Below are the San Jose Sharks' selections at the 2015 NHL entry draft, to be held on June 26–27, 2015 at the BB&T Center in Sunrise, Florida.

| Round | # | Player | Pos | Nationality | College/Junior/Club team (League) |
|---|---|---|---|---|---|
| 1 | 9 | Timo Meier | RW | Switzerland | Halifax Mooseheads (QMJHL) |
| 2 | 31^{[a]} | Jeremy Roy | D | Canada | Sherbrooke Phoenix (QMJHL) |
| 3 | 86^{[b]} | Mike Robinson | G | United States | Lawrence Academy (USHS–MA) |
| 4 | 106^{[c]} | Adam Helewka | LW | Canada | Spokane Chiefs (WHL) |
| 5 | 130 | Karlis Cukste | D | Latvia | HK Riga (MHL) |
| 5 | 142^{[d]} | Rudolfs Balcers | LW | Latvia | Stavanger Oilers (GET-ligaen) |
| 6 | 160 | Adam Parsells | D | United States | Wausau West High School (USHS–WI) |
| 7 | 190 | Marcus Vela | C | Canada | Langley Rivermen (BCHL) |
| 7 | 193^{[e]} | John Kupsky | G | United States | Lone Star Brahmas (NAHL) |

- Draft notes

- The Buffalo Sabres' second-round pick (from Colorado) went to the San Jose Sharks as the result of a trade on June 27, 2015 that sent a second-round pick in 2015, a second-round pick in 2016 and a sixth-round pick in 2017 to Colorado in exchange for this pick.
- The San Jose Sharks' second-round pick went to the Colorado Avalanche as the result of a trade on June 27, 2015 that a second-round pick in 2015 to San Jose in exchange for a second-round pick in 2016, a sixth-round pick in 2017 and this pick.
- The San Jose Sharks' third-round pick went to the Philadelphia Flyers as the result of a trade on July 2, 2014 that sent Tye McGinn to San Jose in exchange for this pick.
- The St.

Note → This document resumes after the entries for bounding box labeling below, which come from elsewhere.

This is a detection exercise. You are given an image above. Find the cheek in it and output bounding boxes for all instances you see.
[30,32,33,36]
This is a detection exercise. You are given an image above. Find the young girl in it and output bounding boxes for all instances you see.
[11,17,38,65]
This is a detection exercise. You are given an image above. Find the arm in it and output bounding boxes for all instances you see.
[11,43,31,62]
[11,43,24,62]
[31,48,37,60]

Louis Blues' third-round pick (from Edmonton) went to the San Jose Sharks as the result of compensation for Head Coach Todd McLellan.
- The San Jose Sharks' fourth-round pick went to the Nashville Predators as the result of a trade on June 28, 2014 that sent Detroit's second-round pick in 2014 to San Jose in exchange for a second-round pick in 2014 and this pick.
- The Calgary Flames' fourth-round pick went to the San Jose Sharks as the result of a trade on July 2, 2013 that sent TJ Galiardi to Calgary in exchange for this pick.
- The New York Islanders' fifth-round pick went to the San Jose Sharks as the result of a trade on June 5, 2014 that sent Dan Boyle to New York in exchange for this pick (being conditional at the time of the trade). The condition – San Jose will receive a fifth-round pick in 2015 if Boyle is not re-signed by the Islanders for the 2014–15 NHL season – was converted on July 1, 2014.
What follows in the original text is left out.